Este, como disse, só o leio fora de casa, nos dias de trabalho – faz parte da farda.”

Tanta explicação, meu Deus! Vá lá, digo eu, fecha o assunto, meu amigo – que, se não me engano, ainda há mais livros.

“Agora vem o mais curioso – e eu sei que tu achas piada a isto: sem nenhum objectivo em especial, peguei no “Viver para Contá-la”, um escrito autobiográfico do próprio Garcia Márquez. Umas centenas de páginas com histórias da vida do homem, desde a infância à idade adulta, com uma leveza, uma graça, uma qualidade de escrita que só lendo. Com a particularidade de aí aparecerem personagens e episódios (a mulher que come terra, ou o velhote que fabrica peixinhos de ouro, ou a sensação da mão que se pôs num bloco de gelo) que encontramos, um tanto mudados, na ficção do autor, designadamente no ‘Cem anos de Solidão’ ou – como vou descobrindo por estes dias – em ‘O Amor nos Tempos de Cólera’. Este, leio-o na casa de banho lá de casa, invariavelmente, antes (à noite) e depois (de manhã) das crónicas do doutor Antunes.“

Eu não dizia?
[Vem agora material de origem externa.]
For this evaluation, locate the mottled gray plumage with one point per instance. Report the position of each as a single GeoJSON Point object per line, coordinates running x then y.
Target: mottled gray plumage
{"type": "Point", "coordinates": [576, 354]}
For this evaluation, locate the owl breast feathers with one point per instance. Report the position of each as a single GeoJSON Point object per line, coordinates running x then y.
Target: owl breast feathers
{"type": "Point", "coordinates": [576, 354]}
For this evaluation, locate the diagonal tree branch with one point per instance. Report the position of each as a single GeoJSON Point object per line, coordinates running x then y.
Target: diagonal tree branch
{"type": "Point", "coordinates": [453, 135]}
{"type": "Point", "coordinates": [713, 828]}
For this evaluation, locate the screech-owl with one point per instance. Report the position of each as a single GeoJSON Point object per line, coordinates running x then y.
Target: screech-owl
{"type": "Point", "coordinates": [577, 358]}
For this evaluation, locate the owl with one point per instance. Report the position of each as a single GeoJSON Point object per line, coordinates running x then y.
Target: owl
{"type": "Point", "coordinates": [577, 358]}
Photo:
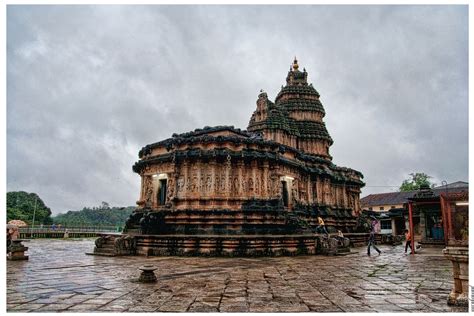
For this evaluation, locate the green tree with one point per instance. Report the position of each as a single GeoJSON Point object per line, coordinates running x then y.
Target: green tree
{"type": "Point", "coordinates": [103, 215]}
{"type": "Point", "coordinates": [417, 181]}
{"type": "Point", "coordinates": [21, 205]}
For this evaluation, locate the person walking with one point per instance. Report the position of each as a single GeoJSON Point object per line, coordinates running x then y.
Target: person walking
{"type": "Point", "coordinates": [372, 237]}
{"type": "Point", "coordinates": [408, 240]}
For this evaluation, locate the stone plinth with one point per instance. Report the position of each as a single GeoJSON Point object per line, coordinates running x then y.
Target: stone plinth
{"type": "Point", "coordinates": [147, 275]}
{"type": "Point", "coordinates": [16, 250]}
{"type": "Point", "coordinates": [459, 256]}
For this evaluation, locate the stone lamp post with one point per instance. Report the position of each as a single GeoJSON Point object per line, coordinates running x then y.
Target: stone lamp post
{"type": "Point", "coordinates": [455, 211]}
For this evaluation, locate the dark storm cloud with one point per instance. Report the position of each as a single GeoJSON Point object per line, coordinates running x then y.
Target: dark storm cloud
{"type": "Point", "coordinates": [88, 86]}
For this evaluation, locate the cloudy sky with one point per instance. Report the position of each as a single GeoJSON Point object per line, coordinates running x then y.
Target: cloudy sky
{"type": "Point", "coordinates": [88, 86]}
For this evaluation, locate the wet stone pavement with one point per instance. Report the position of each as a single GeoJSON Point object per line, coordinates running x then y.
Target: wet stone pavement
{"type": "Point", "coordinates": [60, 277]}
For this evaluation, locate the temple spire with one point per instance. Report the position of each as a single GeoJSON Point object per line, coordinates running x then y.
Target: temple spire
{"type": "Point", "coordinates": [295, 64]}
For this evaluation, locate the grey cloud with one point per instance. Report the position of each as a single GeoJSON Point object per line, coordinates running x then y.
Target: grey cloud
{"type": "Point", "coordinates": [88, 86]}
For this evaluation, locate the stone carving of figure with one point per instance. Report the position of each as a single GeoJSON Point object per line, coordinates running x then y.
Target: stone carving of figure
{"type": "Point", "coordinates": [236, 185]}
{"type": "Point", "coordinates": [201, 184]}
{"type": "Point", "coordinates": [223, 183]}
{"type": "Point", "coordinates": [188, 184]}
{"type": "Point", "coordinates": [194, 184]}
{"type": "Point", "coordinates": [217, 184]}
{"type": "Point", "coordinates": [148, 190]}
{"type": "Point", "coordinates": [170, 189]}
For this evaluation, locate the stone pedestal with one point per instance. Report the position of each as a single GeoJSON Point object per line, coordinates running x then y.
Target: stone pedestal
{"type": "Point", "coordinates": [459, 256]}
{"type": "Point", "coordinates": [16, 250]}
{"type": "Point", "coordinates": [147, 275]}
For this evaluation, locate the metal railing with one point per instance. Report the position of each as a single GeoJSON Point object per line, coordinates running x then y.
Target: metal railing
{"type": "Point", "coordinates": [70, 229]}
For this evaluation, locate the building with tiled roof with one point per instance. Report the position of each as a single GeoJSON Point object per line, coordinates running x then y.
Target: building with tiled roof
{"type": "Point", "coordinates": [392, 210]}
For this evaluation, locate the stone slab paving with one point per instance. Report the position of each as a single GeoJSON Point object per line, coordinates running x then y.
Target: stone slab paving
{"type": "Point", "coordinates": [60, 277]}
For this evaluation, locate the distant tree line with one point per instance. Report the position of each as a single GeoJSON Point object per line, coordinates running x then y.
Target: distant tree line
{"type": "Point", "coordinates": [21, 205]}
{"type": "Point", "coordinates": [103, 215]}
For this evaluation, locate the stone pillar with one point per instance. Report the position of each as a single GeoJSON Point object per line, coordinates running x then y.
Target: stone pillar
{"type": "Point", "coordinates": [394, 227]}
{"type": "Point", "coordinates": [459, 256]}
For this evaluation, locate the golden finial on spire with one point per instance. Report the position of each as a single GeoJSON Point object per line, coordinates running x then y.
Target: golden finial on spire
{"type": "Point", "coordinates": [295, 64]}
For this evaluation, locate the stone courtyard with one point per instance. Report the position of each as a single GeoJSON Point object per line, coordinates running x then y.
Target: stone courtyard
{"type": "Point", "coordinates": [60, 277]}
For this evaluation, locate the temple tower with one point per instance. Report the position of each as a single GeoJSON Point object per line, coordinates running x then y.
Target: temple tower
{"type": "Point", "coordinates": [296, 117]}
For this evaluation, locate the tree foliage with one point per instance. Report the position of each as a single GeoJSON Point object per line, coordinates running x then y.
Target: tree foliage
{"type": "Point", "coordinates": [417, 181]}
{"type": "Point", "coordinates": [104, 215]}
{"type": "Point", "coordinates": [21, 205]}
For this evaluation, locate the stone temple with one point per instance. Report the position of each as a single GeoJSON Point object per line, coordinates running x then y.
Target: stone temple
{"type": "Point", "coordinates": [226, 191]}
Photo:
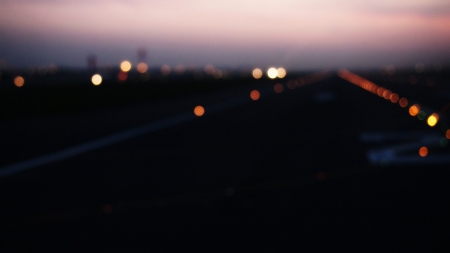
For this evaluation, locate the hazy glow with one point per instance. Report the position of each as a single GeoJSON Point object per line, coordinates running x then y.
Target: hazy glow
{"type": "Point", "coordinates": [125, 66]}
{"type": "Point", "coordinates": [96, 79]}
{"type": "Point", "coordinates": [272, 73]}
{"type": "Point", "coordinates": [423, 151]}
{"type": "Point", "coordinates": [19, 81]}
{"type": "Point", "coordinates": [142, 67]}
{"type": "Point", "coordinates": [254, 95]}
{"type": "Point", "coordinates": [433, 119]}
{"type": "Point", "coordinates": [281, 72]}
{"type": "Point", "coordinates": [199, 110]}
{"type": "Point", "coordinates": [257, 73]}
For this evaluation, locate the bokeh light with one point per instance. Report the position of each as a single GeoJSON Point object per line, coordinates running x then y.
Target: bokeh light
{"type": "Point", "coordinates": [423, 151]}
{"type": "Point", "coordinates": [96, 79]}
{"type": "Point", "coordinates": [19, 81]}
{"type": "Point", "coordinates": [254, 95]}
{"type": "Point", "coordinates": [125, 66]}
{"type": "Point", "coordinates": [414, 110]}
{"type": "Point", "coordinates": [199, 110]}
{"type": "Point", "coordinates": [433, 119]}
{"type": "Point", "coordinates": [257, 73]}
{"type": "Point", "coordinates": [281, 72]}
{"type": "Point", "coordinates": [272, 73]}
{"type": "Point", "coordinates": [142, 67]}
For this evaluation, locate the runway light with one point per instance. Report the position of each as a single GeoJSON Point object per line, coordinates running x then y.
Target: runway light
{"type": "Point", "coordinates": [433, 119]}
{"type": "Point", "coordinates": [96, 79]}
{"type": "Point", "coordinates": [254, 95]}
{"type": "Point", "coordinates": [278, 88]}
{"type": "Point", "coordinates": [19, 81]}
{"type": "Point", "coordinates": [423, 151]}
{"type": "Point", "coordinates": [414, 110]}
{"type": "Point", "coordinates": [281, 72]}
{"type": "Point", "coordinates": [199, 110]}
{"type": "Point", "coordinates": [272, 73]}
{"type": "Point", "coordinates": [125, 66]}
{"type": "Point", "coordinates": [403, 102]}
{"type": "Point", "coordinates": [142, 67]}
{"type": "Point", "coordinates": [257, 73]}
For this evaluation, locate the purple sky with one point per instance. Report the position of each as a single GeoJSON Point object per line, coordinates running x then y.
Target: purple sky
{"type": "Point", "coordinates": [289, 33]}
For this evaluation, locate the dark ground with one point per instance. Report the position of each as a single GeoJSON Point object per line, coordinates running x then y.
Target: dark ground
{"type": "Point", "coordinates": [286, 172]}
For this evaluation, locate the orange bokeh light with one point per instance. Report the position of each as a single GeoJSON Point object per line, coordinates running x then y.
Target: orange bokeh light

Precisamente. Para continuar assim:

“Lembras-te do jogo que a D. Natália punha os inocentes da Primária a fazer em “Geografia de Portugal”, com o Thomaz e o Salazar pendurados na parede em frente? Aquele assim: ‘um pedaço de terra, rodeado de água por todos os lados, é uma ilha; um pedaço de terra rodeado de água por todos os lados, menos por um, é um cabo; um burro rodeado de cabos por todos os lados é um sargento; um pedaço de água, rodeado de terra por todos os lados, é um lago; um homem rodeado de terra por todos os lados é um morto; um pedaço de água, rodeado de terra por todos os lados, menos por um, é um istmo.’ Adivinhasse eu que haveria de dormir nestes preparos, havia de ter-lhe perguntado como se designa um homem que dorme rodeado de livros.

Que há-de ter um nome, não é, Tê?”

Continua a ser o que era – no caso, um pedaço de asno, quase gritei, farto de conversa.

Agora já mais calmo: continua a escrever, Migo, e manda lá aquelas histórias de que falas. O teu amigo merece!